When I got there, I couldn't even speak I knew I would cry, hell I cry now just recalling that day. My son kept asking whats wrong? I didn't know what to say to him. We managed to get into a room where I called his father and other family members. No one believed me at first. Even his father was like "Give him some Tylenol he's fine" But eventually we all met at the hospital where he was admitted and immediately started on steriods. He had encephalitis (swelling) due to the tumor. The doctor there said he had a large tumor and 2 smaller ones in the left temporal part of his brain. I remember it was just not clicking yet is was. I remember thinking he would die, but it didn't at immediately register CANCER. I was crying when I met with the first oncologist, and she was saying he was going to be fine, they have treatments yada yada yada, I knew she was lying. She was answering me from a doctors point of view. They have treatment, but your son can die from it (was what I was thinking) and he will be ok to her meant until he dies. No other answer is what I wanted to hear. All I wanted to hear was he would be put back to the perfect son I thought I had 2 hours ago and be healed completely. That he wasn't going to die a painful and horrible death.

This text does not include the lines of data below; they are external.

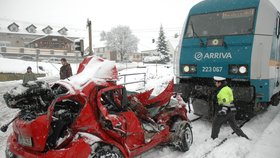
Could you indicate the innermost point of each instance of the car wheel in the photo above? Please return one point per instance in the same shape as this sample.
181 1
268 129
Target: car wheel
103 150
186 139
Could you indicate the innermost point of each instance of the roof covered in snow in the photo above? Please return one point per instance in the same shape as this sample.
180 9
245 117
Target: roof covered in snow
21 27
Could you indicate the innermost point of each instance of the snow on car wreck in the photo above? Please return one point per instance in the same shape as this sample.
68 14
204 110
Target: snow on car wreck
89 115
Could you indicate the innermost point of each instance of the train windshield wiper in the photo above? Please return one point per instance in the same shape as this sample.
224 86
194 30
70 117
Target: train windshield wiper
194 33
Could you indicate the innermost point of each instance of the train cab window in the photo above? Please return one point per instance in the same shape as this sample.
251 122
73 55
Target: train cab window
236 22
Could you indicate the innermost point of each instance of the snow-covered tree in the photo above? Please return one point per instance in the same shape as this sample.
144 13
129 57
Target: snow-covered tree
162 46
121 40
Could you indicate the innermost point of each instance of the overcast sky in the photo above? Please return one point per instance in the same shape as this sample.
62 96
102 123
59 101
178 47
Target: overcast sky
142 16
105 14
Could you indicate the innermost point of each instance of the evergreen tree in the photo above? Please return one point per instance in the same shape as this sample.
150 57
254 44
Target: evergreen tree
121 40
162 46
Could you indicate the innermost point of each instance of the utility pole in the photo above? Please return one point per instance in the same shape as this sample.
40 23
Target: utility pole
89 37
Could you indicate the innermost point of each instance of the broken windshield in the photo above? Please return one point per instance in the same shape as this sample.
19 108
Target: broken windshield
236 22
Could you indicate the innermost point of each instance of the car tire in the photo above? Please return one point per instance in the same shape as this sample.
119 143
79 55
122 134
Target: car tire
103 150
186 139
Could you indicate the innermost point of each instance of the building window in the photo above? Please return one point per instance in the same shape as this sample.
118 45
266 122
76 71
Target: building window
13 27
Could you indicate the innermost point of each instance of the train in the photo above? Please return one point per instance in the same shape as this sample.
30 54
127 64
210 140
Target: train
237 40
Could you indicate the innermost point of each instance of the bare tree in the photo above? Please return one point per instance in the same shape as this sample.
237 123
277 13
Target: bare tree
121 40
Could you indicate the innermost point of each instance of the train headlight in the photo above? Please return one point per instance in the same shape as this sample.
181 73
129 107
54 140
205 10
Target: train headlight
189 69
236 69
186 68
242 69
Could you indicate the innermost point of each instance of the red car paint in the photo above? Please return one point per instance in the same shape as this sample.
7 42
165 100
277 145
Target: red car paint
122 129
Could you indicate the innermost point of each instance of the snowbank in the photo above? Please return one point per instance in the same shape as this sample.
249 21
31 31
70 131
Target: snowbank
269 143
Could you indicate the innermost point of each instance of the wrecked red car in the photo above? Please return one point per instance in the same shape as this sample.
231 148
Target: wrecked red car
88 115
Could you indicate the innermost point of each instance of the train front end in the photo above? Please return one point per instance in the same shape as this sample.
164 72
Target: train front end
219 40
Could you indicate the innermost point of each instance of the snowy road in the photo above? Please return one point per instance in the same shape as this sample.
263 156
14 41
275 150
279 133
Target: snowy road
262 129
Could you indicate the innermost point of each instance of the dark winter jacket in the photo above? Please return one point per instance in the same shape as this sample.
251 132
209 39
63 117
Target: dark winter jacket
29 77
65 71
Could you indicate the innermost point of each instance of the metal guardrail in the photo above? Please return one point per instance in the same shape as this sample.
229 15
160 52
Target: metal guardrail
132 74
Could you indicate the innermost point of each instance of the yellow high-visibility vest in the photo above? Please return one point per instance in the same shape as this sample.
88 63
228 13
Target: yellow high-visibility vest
225 96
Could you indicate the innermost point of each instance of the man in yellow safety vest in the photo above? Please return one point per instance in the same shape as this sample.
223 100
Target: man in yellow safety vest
226 110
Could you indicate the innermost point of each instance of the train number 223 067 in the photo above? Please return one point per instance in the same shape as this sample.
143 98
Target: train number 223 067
212 69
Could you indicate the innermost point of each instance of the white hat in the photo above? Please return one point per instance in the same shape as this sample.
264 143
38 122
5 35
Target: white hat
218 78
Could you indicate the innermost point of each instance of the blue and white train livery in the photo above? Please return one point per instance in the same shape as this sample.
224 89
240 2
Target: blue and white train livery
235 39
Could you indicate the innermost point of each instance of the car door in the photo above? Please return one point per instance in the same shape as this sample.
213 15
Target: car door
116 119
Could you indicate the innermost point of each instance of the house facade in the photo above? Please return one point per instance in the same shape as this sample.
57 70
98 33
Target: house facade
26 36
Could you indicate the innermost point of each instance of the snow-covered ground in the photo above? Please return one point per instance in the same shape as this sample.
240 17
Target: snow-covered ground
262 129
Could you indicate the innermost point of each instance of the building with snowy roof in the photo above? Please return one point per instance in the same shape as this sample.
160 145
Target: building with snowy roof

After being admitted the head pediatric oncologist came in and advised me of the real situation. He needed to have a biopsy done to see if it was cancer which they highly suspected. However not only did he have a tumor, but it inoperable. It just kept getting worse. They believed it to be Low grade Glioma/Astrocytoma, treatable, but often recurrent and usually fatal in the end either from treatment or the tumor itself.

The day of the biopsy I was informed that the spot they can get at to obtain a biopsy is so small and right near a main motor strip. He may wake up and be paralyzed on one side or not be able to speak. The following hours were horrible. I felt forced to put my son throught his. I prayed for guidance and strength. I prayed for him to heal my son. I prayed for him to not have cancer let it be a mistake . . . please God. But after the surgery, thank God he came out the way he went in, I was told that it was cancer, initial pathology showed a low grade, a 2, like they thought. A slow growing cancer that is treatable with radiation and chemo.

Fast forward one week later . . . follow up exam with head oncologist, there seems to have been some diffusion of the tumor through his brain. They had a tumor bopard review it and he sent it to a nuero oncologist in LA, Dr. Johnathan Finlay for a second opinion. After reviewing the MRI and poath reports, he feels it is Gliomatosis Cerebri a very rare form of Brain Cancer and my son has 6 to 12 months to live. We can try to treat it with radiation and chemo, but it has never worked with anyone. No one has ever survived what your son has.

We went to several places for 3rd and 4th opinions. All came back the same. Sorry we can't help you . . . your son is going to die.

In the end my son wanted to stay close to home and radiation and chemo could be done here so this is where we are. He has had ups and downs, but for the most part he is hanging on. He just passed his 1 year from diagnosis mark and I am happy for that, but some days I need a ploace to vent so that is why I started this to help me do that.

The contents here are not intended to offend anyone, fellow parents, BT patients or doctors, but are just my personal feelings, rants and emotions probably most likely of the moment, which lately can change on a whim.